Consider the following when working with Composable ML.

Environment support

Custom tasks are supported on DataRobot’s managed AI Platform (US, EU). Composable ML blueprints with DataRobot tasks are available for all users.

DRUM supported OSs

  • DRUM works on Mac OS, Linux, and Windows 10. Testing is on Linux only and therefore compatibility issues may occur when running on other platforms.

Custom task languages

  • Python and R are supported.

  • SAS is not supported.

Task limits

Component Size
RAM 60GB training / 4GB scoring
CPU Cores 4
GPU not supported
Storage 350GB
Artifact (Serialized trained model/transformer size) 10GB
Timeout 72 hrs (for fit)
Max custom tasks per blueprint 3

Modeling support

The following describes modeling-specific capabilities.

Modeling specifics

The following are supported:

  • AutoML, including OTV (not time series) and Feature Discovery.

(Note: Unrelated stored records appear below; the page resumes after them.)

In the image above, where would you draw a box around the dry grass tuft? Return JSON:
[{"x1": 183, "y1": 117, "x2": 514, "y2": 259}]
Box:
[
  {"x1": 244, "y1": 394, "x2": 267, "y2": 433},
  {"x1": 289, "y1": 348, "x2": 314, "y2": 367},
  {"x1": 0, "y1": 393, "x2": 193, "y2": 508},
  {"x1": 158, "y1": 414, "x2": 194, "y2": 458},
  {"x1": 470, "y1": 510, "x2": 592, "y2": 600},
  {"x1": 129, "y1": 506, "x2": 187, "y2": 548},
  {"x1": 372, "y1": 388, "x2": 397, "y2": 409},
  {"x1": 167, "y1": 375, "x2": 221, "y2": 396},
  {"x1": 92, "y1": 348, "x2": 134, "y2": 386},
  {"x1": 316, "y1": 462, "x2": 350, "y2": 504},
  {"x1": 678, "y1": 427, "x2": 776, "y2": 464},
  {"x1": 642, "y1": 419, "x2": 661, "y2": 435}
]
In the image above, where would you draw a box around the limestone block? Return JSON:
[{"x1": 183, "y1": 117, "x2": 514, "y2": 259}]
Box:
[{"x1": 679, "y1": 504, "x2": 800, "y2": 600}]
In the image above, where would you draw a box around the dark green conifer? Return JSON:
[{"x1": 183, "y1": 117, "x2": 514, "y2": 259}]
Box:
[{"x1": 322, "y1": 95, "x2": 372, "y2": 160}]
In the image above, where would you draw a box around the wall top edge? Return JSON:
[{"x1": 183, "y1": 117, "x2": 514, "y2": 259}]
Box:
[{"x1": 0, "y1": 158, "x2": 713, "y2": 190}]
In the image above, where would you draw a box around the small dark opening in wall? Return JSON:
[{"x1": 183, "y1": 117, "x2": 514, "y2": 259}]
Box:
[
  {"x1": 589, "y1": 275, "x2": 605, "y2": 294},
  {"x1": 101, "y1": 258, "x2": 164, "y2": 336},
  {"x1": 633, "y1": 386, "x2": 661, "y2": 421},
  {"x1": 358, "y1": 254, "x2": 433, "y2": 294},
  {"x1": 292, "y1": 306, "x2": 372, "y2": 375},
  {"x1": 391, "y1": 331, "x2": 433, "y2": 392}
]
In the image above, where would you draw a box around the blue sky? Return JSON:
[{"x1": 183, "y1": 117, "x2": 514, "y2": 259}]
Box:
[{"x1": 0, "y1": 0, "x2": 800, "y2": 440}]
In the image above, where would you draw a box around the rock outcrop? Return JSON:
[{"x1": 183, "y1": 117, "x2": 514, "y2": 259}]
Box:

  • Estimators, both built-in and custom, are available for binary classification, regression, multiclass, and anomaly detection (clustering is not supported).

  • Preprocessing, both built-in and custom.


  • Python SDK for blueprint generation.
  • Python client for custom task generation.

Modeling Options

The following describes support for advanced modeling options with custom blueprints:

  • Metrics and loss function, where “loss function” is used to train a model and “metric” is used to evaluate models and for accuracy monitoring. Typically, the same measure is used for both. Support includes:

    • Built-in metrics.
    • Custom loss functions (as a part of your custom estimator)
    • Custom metrics are not yet supported.
  • Exposure, Weight, Counts of Events, Offset

    • For custom estimators, weight is supported (others are not).
    • For built-in estimators, all options are supported.


    DataRobot does not indicate whether a task takes into account any of these options. As a result, using Composable ML on a project that uses those options is not recommended. (For example, if you train a custom blueprint on a project that uses exposure, there is no guarantee whether the model will use y or y/exposure as the target.) On the other hand, when using blueprints generated by Autopilot, these options are taken into account correctly, in line with the project settings.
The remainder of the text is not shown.